“Aku tidak mungkin tersesat sampai malam hari di hutan. Kalau sore hari, sebelum matahari tenggelam, aku belum pulang ke rumah, orang-orang akan segera mencariku. Jika aku tidak juga ditemukan, kepala desa akan mengerahkan warga desa – para laki-laki dewasa, untuk turut mencariku, bahkan kalau perlu mereka akan masuk ke dalam hutan.”
Anak ini hebat! Cara berpikirnya luar biasa.
“Setelah mereka menemukanku, aku akan dikembalikan ke rumah.”
Dorin menganggut-anggut dan terus mendengarkan.
“Lalu Ayah akan memukuli pantatku hingga bilur-bilur dan aku tidak bisa duduk karena pantatku sakit. Hahaha!” Bennosuke tertawa terpingkal-pingkal lalu menungging sambil menunjuk pantatnya.
Rupanya pengalaman pribadi. Anak ini mengerjaiku. Dorin memandang Bennosuke dengan muka masam.
Sungguh pun demikian, Dorin tetap mengagumi kemampuan Bennosuke menjelajahi hutan. Sewaktu ia berusia sama dengan Bennosuke saat ini, Dorin belum pernah pergi ke hutan seorang diri. Jadi apa yang ia alami, ia lihat, dan ia rasakan, tidak seperti yang diceritakan oleh Bennosuke. Bocah itu mempunyai kebebasan penuh akan apa yang ingin ia lakukan. Ia mengeksplorasi hutan sesukanya, sejauh ia mau, dan selama ia inginkan.
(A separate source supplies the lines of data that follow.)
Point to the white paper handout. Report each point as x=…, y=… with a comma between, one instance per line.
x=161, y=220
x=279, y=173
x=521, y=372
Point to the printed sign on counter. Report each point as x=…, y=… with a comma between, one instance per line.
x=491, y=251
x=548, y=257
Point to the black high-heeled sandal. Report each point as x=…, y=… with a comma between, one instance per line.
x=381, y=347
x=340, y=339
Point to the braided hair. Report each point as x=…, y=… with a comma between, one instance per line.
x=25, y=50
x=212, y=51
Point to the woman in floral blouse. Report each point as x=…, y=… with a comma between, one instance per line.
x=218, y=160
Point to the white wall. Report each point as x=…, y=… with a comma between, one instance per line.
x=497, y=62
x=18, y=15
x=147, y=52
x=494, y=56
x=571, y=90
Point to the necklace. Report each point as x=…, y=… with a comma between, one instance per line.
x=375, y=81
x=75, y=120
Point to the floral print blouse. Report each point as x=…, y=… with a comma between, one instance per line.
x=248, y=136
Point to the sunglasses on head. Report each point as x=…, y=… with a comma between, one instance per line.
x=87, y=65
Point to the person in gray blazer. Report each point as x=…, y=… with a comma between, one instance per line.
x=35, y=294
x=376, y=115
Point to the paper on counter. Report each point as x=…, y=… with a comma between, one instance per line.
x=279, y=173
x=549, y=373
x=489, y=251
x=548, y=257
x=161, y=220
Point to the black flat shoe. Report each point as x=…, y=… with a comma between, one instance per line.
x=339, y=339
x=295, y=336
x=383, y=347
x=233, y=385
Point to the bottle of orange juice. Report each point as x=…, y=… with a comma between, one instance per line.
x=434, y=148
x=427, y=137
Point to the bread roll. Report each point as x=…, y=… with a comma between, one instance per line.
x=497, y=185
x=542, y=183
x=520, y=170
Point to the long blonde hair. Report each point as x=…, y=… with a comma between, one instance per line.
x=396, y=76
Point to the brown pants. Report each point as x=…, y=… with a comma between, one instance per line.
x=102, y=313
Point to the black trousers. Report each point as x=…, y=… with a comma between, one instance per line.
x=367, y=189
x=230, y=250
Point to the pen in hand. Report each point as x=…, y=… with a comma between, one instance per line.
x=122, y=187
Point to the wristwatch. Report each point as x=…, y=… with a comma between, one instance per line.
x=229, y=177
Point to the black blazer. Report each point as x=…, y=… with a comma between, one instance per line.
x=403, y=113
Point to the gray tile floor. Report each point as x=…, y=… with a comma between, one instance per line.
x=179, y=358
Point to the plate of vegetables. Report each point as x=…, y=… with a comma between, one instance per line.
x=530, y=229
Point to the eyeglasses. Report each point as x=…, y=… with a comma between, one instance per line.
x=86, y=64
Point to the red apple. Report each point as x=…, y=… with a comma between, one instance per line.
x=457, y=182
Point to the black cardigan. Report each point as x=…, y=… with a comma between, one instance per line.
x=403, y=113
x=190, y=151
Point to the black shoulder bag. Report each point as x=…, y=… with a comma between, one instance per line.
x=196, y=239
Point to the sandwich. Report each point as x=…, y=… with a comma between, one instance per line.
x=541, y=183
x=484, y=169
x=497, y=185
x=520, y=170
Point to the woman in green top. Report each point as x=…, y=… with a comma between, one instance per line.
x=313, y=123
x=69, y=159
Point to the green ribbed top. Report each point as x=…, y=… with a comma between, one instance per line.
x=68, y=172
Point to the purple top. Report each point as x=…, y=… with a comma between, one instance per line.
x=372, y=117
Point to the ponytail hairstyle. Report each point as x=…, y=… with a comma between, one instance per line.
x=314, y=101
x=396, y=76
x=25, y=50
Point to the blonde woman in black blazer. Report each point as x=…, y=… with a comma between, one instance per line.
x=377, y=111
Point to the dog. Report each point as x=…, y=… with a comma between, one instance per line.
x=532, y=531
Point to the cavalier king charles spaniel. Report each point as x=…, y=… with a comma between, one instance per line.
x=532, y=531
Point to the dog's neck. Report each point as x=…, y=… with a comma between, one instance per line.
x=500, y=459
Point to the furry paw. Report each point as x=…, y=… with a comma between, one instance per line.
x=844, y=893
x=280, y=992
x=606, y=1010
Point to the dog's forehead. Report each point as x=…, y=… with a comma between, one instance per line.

Terkadang aku iri dengan bocah ini. Ia begitu ceria dan menikmati kehidupannya. Padahal ayahnya, Munisai …
Dorin tertawa dalam hati.
Kok tiba-tiba aku terpikir akan orang itu? Kenapa Munisai? Ada apa dengannya?
Ia teringat seharian ini ia belum melihat orang itu.
“Ah, Dorin, kebetulan.” Terdengar sapa seseorang.